Nessuno pensi che sia stato vano sperare il contrario. Se questa guerra non è stata impedita né dall'insorgenza senza precedenti della coscienza pubblica, né dai patti scritti col sangue della seconda guerra mondiale, né da stati e governi di quattro continenti, né dall'autorità spirituale di un sommo pontefice, è stata però dispogliata moralmente e squalificata politicamente anche agli occhi di chi non avversa la guerra in linea di principio. Questo non sminuisce la tragedia e non salverà né consolerà le vittime innocenti ma ci permette di affrontare il presente e il futuro dalla parte giusta e con animo saldo, non con l'animo dei profeti disarmati. Questo patrimonio continuerà a pesare potentemente durante e dopo la guerra contro chi la scatena e contro i suoi funesti effetti.

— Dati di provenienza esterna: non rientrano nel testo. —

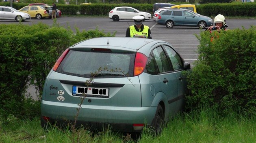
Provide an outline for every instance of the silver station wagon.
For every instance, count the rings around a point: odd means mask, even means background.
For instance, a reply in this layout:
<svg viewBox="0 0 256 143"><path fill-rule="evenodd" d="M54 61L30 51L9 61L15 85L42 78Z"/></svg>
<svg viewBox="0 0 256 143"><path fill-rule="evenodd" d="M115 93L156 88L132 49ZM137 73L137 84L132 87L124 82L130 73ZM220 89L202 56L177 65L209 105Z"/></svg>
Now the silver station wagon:
<svg viewBox="0 0 256 143"><path fill-rule="evenodd" d="M160 133L163 123L184 107L182 72L190 69L162 40L104 37L82 41L65 50L46 78L41 126L73 122L84 98L77 126L100 130L110 126L125 132L140 132L146 126Z"/></svg>

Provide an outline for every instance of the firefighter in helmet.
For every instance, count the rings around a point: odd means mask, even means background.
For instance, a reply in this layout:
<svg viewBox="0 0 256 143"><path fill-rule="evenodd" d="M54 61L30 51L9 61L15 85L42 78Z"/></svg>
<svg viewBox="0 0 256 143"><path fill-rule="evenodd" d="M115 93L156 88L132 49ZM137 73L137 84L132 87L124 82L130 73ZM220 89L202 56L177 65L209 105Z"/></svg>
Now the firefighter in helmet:
<svg viewBox="0 0 256 143"><path fill-rule="evenodd" d="M211 33L212 30L216 30L218 32L220 32L221 30L227 30L228 25L226 23L226 20L225 19L224 16L219 14L215 17L214 18L214 22L215 26L211 26L209 27L207 30L210 31Z"/></svg>

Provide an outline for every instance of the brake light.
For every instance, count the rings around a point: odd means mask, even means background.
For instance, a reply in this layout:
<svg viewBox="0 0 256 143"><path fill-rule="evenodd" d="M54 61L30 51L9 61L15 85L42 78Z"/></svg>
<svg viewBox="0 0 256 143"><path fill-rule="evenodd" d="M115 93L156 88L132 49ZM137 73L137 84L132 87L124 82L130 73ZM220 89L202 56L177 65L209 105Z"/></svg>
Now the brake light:
<svg viewBox="0 0 256 143"><path fill-rule="evenodd" d="M139 52L136 53L134 63L134 76L139 75L143 72L147 61L148 57L145 55Z"/></svg>
<svg viewBox="0 0 256 143"><path fill-rule="evenodd" d="M65 50L65 51L62 53L62 54L61 54L61 57L59 58L55 65L54 65L54 66L52 68L52 70L53 70L54 71L56 71L57 69L58 69L58 67L59 67L59 66L60 65L60 64L61 64L64 58L65 57L66 57L66 55L67 55L67 54L68 52L69 51L69 49L68 48L66 49L66 50Z"/></svg>

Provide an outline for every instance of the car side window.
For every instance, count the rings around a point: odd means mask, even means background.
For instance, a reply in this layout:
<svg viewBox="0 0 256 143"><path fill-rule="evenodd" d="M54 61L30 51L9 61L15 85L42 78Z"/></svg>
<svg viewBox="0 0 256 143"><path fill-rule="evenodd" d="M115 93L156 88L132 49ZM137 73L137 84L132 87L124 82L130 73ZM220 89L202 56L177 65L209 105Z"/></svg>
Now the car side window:
<svg viewBox="0 0 256 143"><path fill-rule="evenodd" d="M194 11L194 8L193 8L193 7L187 7L187 9Z"/></svg>
<svg viewBox="0 0 256 143"><path fill-rule="evenodd" d="M164 12L162 15L171 15L171 11L167 11L165 12Z"/></svg>
<svg viewBox="0 0 256 143"><path fill-rule="evenodd" d="M182 12L180 11L174 11L172 13L173 16L182 16Z"/></svg>
<svg viewBox="0 0 256 143"><path fill-rule="evenodd" d="M127 12L131 12L131 13L138 13L137 11L135 11L134 9L130 8L126 8L127 10Z"/></svg>
<svg viewBox="0 0 256 143"><path fill-rule="evenodd" d="M36 6L31 6L30 8L30 11L37 11L38 10L38 8Z"/></svg>
<svg viewBox="0 0 256 143"><path fill-rule="evenodd" d="M117 9L117 11L126 11L125 8L118 8Z"/></svg>
<svg viewBox="0 0 256 143"><path fill-rule="evenodd" d="M4 11L11 12L11 10L10 9L4 8Z"/></svg>
<svg viewBox="0 0 256 143"><path fill-rule="evenodd" d="M184 11L183 13L184 13L184 16L186 17L193 17L193 16L192 13L187 11Z"/></svg>
<svg viewBox="0 0 256 143"><path fill-rule="evenodd" d="M153 53L159 73L169 72L171 70L167 57L161 46L153 50Z"/></svg>
<svg viewBox="0 0 256 143"><path fill-rule="evenodd" d="M28 7L25 7L24 8L23 8L22 9L22 11L28 11L28 8L29 8L29 7L28 6Z"/></svg>
<svg viewBox="0 0 256 143"><path fill-rule="evenodd" d="M171 60L174 69L176 70L182 69L183 63L180 57L171 47L167 45L164 45L164 47Z"/></svg>
<svg viewBox="0 0 256 143"><path fill-rule="evenodd" d="M148 57L147 65L146 65L146 71L145 72L146 73L150 74L157 74L156 63L152 52L150 52Z"/></svg>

E' così sconvolgente, lo scenario che si apre (ma era già aperto, da quando una banda glaciale e invasata si è impadronita con frode degli Stati uniti), che ancora vorremmo esorcizzarlo. La militarizzazione di ogni cosa, i fondamentalismi e gli estremismi reciproci, i nazionalismi esasperati, i sobbalzi dell'economia, questa è la lava che erutterà il vulcano. Ma in questa vigilia mettiamo al primo posto il disgusto per la macelleria dei più forti contro i più deboli, di quelle armate signorili contro una popolazione atterrita. Se non apparisse un espediente, ci verrebbe spontaneo ringraziare Karol Wojtyla per l'umana sincerità del suo ultimo appello. Una sincerità che veniva dalla memoria della persona, prima che da un pontefice.

Non potrà farlo ed è illecito anche dirlo, non scenderà da un elicottero nella terra promessa o nella città delle mille e una notte come un pellegrino. Un atto evangelico, anzi messianico, fuori del tempo. Proprio per questo sarebbe un sogno, non un segno ma un sogno, capace di salvare la pace un minuto prima.